Issue arose 1 week after
Restarting door solved the issue.
Tigran to send a link to a new RPM that should verify that the problem is Bug in re-reading file, but this should only happen when file is updated. PIC reported that the file may have
What is the file's last modification date? stage.conf .. last modified 2 June 11:57.
FZK
Not so bad.
Last week promised to open a bug about the SRM
Downtime changed ATLAS instance from kpwd auth method to using gridmap method. We forgot one group-and-role from the linkgroup-authorisation file. Do we need to restart the SRM after modifying this?

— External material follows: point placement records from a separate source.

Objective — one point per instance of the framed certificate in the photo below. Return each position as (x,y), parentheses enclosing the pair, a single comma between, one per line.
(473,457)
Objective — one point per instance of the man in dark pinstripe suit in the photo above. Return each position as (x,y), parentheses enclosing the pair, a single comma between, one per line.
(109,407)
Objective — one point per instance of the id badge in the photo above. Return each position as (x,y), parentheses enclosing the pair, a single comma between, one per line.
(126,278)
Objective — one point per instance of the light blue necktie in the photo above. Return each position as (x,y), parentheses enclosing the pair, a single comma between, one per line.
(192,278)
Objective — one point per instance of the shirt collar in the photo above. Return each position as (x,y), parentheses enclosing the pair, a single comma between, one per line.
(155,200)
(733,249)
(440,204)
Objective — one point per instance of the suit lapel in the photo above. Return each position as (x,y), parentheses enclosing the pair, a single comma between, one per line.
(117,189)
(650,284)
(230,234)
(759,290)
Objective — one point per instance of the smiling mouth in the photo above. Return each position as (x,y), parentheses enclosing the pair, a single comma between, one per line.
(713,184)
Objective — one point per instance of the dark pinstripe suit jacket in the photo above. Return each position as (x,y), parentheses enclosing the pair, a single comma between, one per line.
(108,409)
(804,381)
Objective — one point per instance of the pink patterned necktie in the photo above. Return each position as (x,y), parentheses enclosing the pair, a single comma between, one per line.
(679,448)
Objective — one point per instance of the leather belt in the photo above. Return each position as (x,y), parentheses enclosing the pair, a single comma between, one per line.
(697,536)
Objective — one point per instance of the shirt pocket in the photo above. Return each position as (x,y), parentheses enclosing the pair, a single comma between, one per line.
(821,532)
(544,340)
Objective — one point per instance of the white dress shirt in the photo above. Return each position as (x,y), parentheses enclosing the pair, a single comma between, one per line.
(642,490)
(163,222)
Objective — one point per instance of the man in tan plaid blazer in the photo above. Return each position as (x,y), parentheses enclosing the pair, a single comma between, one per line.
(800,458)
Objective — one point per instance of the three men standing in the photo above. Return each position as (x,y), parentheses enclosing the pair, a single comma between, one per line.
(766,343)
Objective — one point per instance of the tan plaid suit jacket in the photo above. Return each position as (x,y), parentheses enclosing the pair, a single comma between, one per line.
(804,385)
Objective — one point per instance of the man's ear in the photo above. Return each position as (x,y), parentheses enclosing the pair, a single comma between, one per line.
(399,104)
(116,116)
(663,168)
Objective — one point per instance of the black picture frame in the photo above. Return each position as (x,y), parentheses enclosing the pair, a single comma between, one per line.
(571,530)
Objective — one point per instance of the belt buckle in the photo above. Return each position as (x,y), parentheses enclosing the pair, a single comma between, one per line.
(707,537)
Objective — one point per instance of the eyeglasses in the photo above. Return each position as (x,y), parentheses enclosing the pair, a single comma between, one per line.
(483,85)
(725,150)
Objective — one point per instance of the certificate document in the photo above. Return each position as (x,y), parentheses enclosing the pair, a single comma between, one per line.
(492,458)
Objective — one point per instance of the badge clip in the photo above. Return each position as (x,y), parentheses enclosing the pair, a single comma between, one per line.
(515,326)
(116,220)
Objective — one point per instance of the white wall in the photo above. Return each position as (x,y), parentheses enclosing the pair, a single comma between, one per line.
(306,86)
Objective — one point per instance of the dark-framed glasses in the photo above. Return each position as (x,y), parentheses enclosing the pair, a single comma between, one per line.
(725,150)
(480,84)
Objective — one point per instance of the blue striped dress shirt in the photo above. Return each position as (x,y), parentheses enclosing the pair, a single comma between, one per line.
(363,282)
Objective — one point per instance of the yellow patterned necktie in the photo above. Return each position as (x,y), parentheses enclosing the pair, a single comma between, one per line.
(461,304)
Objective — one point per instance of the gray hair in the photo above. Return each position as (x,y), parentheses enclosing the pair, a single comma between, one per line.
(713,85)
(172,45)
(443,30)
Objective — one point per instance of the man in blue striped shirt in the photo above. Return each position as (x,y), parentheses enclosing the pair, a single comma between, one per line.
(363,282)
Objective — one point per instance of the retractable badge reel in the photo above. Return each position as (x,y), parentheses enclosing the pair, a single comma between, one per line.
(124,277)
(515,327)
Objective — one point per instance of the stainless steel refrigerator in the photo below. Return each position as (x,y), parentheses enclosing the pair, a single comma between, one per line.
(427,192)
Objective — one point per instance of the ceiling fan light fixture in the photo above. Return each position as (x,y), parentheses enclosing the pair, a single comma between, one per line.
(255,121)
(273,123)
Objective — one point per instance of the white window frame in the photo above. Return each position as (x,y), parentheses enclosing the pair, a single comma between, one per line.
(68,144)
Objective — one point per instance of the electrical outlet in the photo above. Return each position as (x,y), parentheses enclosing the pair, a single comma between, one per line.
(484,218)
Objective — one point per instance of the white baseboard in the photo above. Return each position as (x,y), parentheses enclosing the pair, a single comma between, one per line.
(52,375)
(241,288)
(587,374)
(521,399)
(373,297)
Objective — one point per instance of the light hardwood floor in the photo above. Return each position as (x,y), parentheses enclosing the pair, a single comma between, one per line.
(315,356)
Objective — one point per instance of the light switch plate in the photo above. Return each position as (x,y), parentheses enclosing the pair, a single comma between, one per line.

Adding new VO must be done in VO-role map is automatic reloaded.
Look into making this for SRM too.
Triumf
80--90% .. no
empty directories: in Chimera database.
Empty but belong to admin directory.
BNL
Everything is stable. We have a few open tickets.
GridFTP doors.. has it already been included in the latest releases.
Tigran: ConcurrentModificationException. It looks like we really have a problem there. We would like to fix this in 1.9.5 and later.
Discussion
Pool rebalancing
balancing more expensive / cheaper . Using migration tools concurrently.
We have new pools.
Thumpers that have a tendency to hang.
Replicating cached copies to the thumpers.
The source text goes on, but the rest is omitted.